One Photo; One Story: A plain wall or Yankee Stadium
On a lazy summer afternoon, a twelve year old stands on the mound at Yankee Stadium and calls the play by play in his best Phil Rizzuto voice.
“On the mound pitching for The New York Yankees, number 49, He’s 5’11’ and has a record of 25-3 from Lafayette, Louisiana. Ron Guidry”.
He squeezes the sponge ball and fires. The ball thunders into the back wall at St. Peter’s School on William Street in Belleville, NJ. The game is underway.
The square on the wall was our catcher and umpire. Hit the white and it’s a strike. Hit the line and argue your point. The pitcher thought it was a strike, the batter, a ball. The arguments lasted a few seconds and the game went on.
There were several walls around town marked like this. There was St. Peter’s, Clearman Field, Number Ten School, and The Rec Center. We played our version of stickball anytime we could.
This was our field of dreams. Instinctively we all knew the rules. A bouncer past the pitcher was a base hit. A ball chopped over the head and to the wall; a double. A line drive hit to the wall; a triple and a smash onto the Knights Of Columbus building or over the billboards or onto Belleville Avenue was a homer.
We played all day. We needed one bat, a few sponge balls from the corner store and anywhere from one to several players. All kids from age eight to about seventeen could play.
We used sponge balls, they cost about a dollar. They were the size of a regulation baseball and were coated with a protective rubber that cracked the more it hit the wall or was batted all over the school’s yard.
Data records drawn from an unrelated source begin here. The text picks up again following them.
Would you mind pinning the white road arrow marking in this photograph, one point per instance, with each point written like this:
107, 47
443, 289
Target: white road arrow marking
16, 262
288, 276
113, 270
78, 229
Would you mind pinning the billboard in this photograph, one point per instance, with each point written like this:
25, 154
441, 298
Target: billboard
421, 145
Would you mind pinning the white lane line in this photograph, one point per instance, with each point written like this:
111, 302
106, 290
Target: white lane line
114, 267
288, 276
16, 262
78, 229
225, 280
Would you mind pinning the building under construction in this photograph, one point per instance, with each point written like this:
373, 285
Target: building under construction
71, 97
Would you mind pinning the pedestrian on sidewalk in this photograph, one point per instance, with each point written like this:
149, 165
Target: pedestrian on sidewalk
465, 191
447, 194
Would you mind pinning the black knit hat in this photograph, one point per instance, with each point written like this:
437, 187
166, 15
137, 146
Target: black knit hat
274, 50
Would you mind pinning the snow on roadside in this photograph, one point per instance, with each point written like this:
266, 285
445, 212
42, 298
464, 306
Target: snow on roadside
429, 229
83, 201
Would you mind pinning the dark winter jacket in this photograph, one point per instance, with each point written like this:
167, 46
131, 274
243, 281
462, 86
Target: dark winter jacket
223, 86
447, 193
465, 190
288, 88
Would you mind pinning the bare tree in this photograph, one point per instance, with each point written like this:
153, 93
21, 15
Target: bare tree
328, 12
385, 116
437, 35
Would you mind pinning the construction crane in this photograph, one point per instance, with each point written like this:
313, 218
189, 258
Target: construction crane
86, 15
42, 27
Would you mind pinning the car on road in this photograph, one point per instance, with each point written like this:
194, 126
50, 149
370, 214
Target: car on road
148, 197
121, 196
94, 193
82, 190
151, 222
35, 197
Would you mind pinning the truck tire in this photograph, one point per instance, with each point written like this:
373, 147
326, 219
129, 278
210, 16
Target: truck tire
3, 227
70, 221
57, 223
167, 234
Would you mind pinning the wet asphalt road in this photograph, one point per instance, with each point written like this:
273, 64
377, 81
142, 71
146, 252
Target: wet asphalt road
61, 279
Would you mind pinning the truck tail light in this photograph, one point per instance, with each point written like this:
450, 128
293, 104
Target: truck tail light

When they were brand new, you could hammer them a mile. If you hit it square they would make a loud pop.
The softer the ball became the more the pitcher had the advantage. We would play until the white wore off or the ball disintegrated. Sometimes it just got lost after flying out on to the Avenue.
Our imaginations ran wild. We could be anybody we wanted to be. When it was my turn to bat, I was Thurman Munson, Reggie Jackson, or Rusty Staub. We knew all of their unique batting stances and tried to hit like them.
When I pitched, I was Tom Seaver, Ron Guidry, Dennis Eckersley or Vida Blue. Our schoolyard was Yankee Stadium, Shea, Fenway and Chavez Ravine.
We would play for hours during our days off and throughout the summer. We were ballplayers. We played in organized leagues Belleville Recreation teams, Little League, Babe Ruth, American Legion and Varsity. Those leagues were great.
The games on the schoolyard were serious. I will never forget them. Sometimes when I’m in town, I’ll drive by the old places and listen for pop of the ball and see my young friends of games past.